Cartel evento: Geometry Day 2013

As in previous years since 2005, the Research Group Problemas variacionales en Geometría (FQM 325, Junta de Andalucía) organizes the Geometry Day in our University. The 2013 event will be held in the morning of next December 13 at the IEMath-GR (main conference room).

If you would like to attend, please contact Francisco Urbano (furbano(at)ugr.es) with your name, email address and institution.

Schedule:

9:00 – 9:50. Camillo de Lellis (Universität Zürich, Fermat Prize 2013).
Title: Regularity and singularity of area-minimizing currents
Abstract: The Plateau’s problem, named after the Belgian physicist J. Plateau, is a classic in the calculus of variations and regards minimizing the area among all surfaces spanning a given contour. Although Plateau’s original concern were 2-dimensional surfaces in the 3-dimensional space, generations of mathematicians have considered such problem in its generality. A successful existence theory, that of integral currents, was developed by Federer and Fleming in the sixties, following pioneering ideas of De Rham. When dealing with hypersurfaces, the minimizers found in this way are rather regular: the corresponding regularity theory has been the achievement of several mathematicians in the 60es, 70es and 80es (De Giorgi, Fleming, Almgren, Simons, Bombieri, Giusti, Simon among others).

In codimension higher than one, a phenomenon which is absent for hypersurfaces, namely that of branching, causes very serious problems: a famous theorem of Wirtinger and Federer shows that any holomorphic subvariety in $\mathbb{C}^n$ is indeed an area-minimizing current. A celebrated monograph of Almgren solved the issue at the beginning of the 80es, proving that the singular set of a general area-minimizing (integral) current has (real) codimension at least 2. However, his original (typewritten) manuscript was more than 1700 pages long. In a recent series of works with Emanuele Spadaro we have given a substantially shorter and simpler version of Almgren’s theory, building upon large portions of his program but also bringing some new ideas from partial differential equations, metric analysis and metric geometry.
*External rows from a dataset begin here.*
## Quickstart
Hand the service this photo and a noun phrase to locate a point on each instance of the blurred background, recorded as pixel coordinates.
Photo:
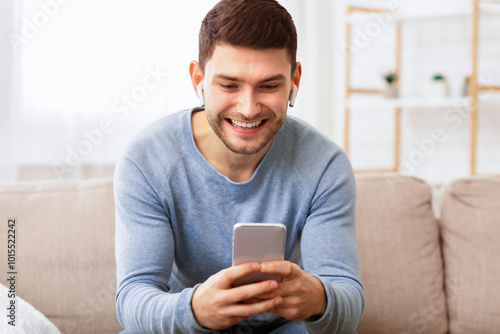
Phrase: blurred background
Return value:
(78, 79)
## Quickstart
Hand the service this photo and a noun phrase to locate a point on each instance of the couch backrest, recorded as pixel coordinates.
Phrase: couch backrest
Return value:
(470, 229)
(65, 251)
(400, 257)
In this talk I will try to give a feeling for the difficulties in the proof and how they can be overcome.
Office reservation at IEMath-GR: Office D2, from Dic 12 to 14.

10:00-10:50. Melanie Rupflin (Max Planck Institute, Potsdam).
Title: Teichmüller harmonic map flow
Abstract: Teichmüller harmonic map flow is designed to evolve maps from a closed surface to a general target manifold towards (branched) minimal immersions. Defined as gradient flow of energy considered as a function of both a map and a metric on the domain, the flow enjoys the strong regularity properties known from harmonic map heat flow for as long as there is no degeneration in Teichmüller space but at the same time tries to make the map not only harmonic but also conformal and thus minimal. In this talk we will discuss the definition and properties of the flow and show in particular that global solutions, guaranteed to exist in certain settings, change (or decompose) arbitrary initial data into (a union of) branched minimal immersions, possibly parametrized over surfaces of lower genus. This is joint work with Peter Topping.
Office reservation at IEMath-GR: Office D6, from Dic 12 to 14.

11:00. Coffee break

11:30-12:20. Esther Cabezas-Rivas (Goethe Universität Frankfurt).
Title: A generalization of Gromov’s almost flat manifold theorem

Almost flat manifolds are the solutions of bounded size perturbations of the equation $\mathrm{Sec} = 0$ ($\mathrm{Sec}$ is the sectional curvature). In a celebrated theorem, Gromov proved that the presence of an almost flat metric implies a precise topological description of the underlying manifold.

During this talk we will explain how, under lower sectional curvature bounds, to impose an $L_1$-pinching condition on the curvature is surprisingly rigid, leading indeed to the same conclusion as in Gromov’s theorem under more relaxed curvature conditions (in particular, so weak that we are not allowed to use Ricci flow in the proof). We will describe which alternative techniques lead us to a successful proof, ans this will be sketched in detail. This is a joint work with B. Wilking.

Office reservation at IEMath-GR: Office D5, from Dic 12 to 14. 

12:30-13:20. Tom Ilmanen (ETH Zürich).
Title: TBA
Office reservation at IEMath-GR: Office D9, from Dic 12 to 14.